In the early part of 2009, during the thick of the Great Recession, the savings rate increased to 6.9% — its highest level since 1993, according to a PBS report at the time. That also represented a jump from the near-zero savings rate of early 2008.
By December 2021, the savings rate reached 8.4%, according to the Bureau of Economic Analysis. The steep rise from the zero savings rate of more than a dozen years ago shows that as people feel more concerned about economic conditions, they shift their priorities to thrift.
During the COVID-19 pandemic, savings rates reached as high as 35%, according to the St. Louis Fed. Even though the savings rate has fallen since the pandemic has been perceived to ease, it’s still abnormally high from a historical perspective. As a result, a new recession could potentially see a higher savings rate, helping more households stabilize.

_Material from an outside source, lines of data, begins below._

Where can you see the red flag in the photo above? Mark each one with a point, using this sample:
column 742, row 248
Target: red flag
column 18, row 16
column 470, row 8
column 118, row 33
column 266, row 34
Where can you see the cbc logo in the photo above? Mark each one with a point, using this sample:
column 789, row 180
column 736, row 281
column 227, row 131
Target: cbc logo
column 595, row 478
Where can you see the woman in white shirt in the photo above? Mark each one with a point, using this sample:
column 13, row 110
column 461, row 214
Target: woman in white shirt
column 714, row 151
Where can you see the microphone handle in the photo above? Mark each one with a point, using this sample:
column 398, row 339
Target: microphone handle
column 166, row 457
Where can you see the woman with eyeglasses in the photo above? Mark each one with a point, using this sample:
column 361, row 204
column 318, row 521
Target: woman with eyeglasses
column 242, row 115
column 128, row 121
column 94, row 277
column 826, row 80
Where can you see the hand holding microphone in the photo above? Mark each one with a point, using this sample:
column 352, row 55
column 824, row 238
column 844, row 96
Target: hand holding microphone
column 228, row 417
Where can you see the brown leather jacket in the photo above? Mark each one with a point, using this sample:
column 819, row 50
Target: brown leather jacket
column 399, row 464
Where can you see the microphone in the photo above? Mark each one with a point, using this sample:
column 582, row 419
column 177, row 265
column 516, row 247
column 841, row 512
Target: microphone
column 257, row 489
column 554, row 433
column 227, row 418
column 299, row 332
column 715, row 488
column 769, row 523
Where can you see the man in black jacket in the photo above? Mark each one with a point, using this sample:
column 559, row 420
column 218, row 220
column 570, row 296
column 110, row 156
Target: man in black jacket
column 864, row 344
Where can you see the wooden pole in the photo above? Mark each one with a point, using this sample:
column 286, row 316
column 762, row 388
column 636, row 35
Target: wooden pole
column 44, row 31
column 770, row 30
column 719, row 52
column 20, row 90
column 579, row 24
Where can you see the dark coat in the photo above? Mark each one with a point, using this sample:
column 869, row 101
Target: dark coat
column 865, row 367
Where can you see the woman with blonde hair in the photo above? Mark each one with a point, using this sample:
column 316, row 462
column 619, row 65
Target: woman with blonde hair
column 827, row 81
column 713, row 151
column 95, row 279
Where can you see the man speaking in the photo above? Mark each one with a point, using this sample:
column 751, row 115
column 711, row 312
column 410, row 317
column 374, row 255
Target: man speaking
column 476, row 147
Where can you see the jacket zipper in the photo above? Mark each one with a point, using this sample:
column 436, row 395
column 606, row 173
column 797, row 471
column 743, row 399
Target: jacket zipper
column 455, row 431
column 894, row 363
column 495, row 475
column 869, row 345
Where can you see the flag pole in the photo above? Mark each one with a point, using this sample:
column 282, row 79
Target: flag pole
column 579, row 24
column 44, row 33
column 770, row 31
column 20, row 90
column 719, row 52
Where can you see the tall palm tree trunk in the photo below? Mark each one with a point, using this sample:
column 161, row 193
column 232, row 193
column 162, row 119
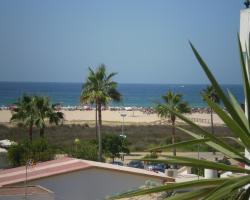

With a recession, it’s possible that businesses could become more efficient — and be better over time. According to the Harvard Business Review, about 9% of companies come out of a recession stronger.
Additionally, a recession can be a way of resetting the playing field and getting rid of dead weight in the markets. The Harvard Business Review research also found that about 17% of public companies don’t survive a recession, but that doesn’t necessarily mean they went bankrupt. Some were acquired while others became private.
The current climate, with the recent crypto crash, could also potentially thin the herd for cryptocurrencies, NFTs, metaverse properties and Web3.
Few people really look forward to recessions. And one might not even be on the way. A recent Money Talks News podcast episode looks at the likelihood of a recession — and what you can do to prepare your finances in the event that a recession materializes.
Recessions are rarely fun, but for those who are prepared, it’s possible to find a few silver linings.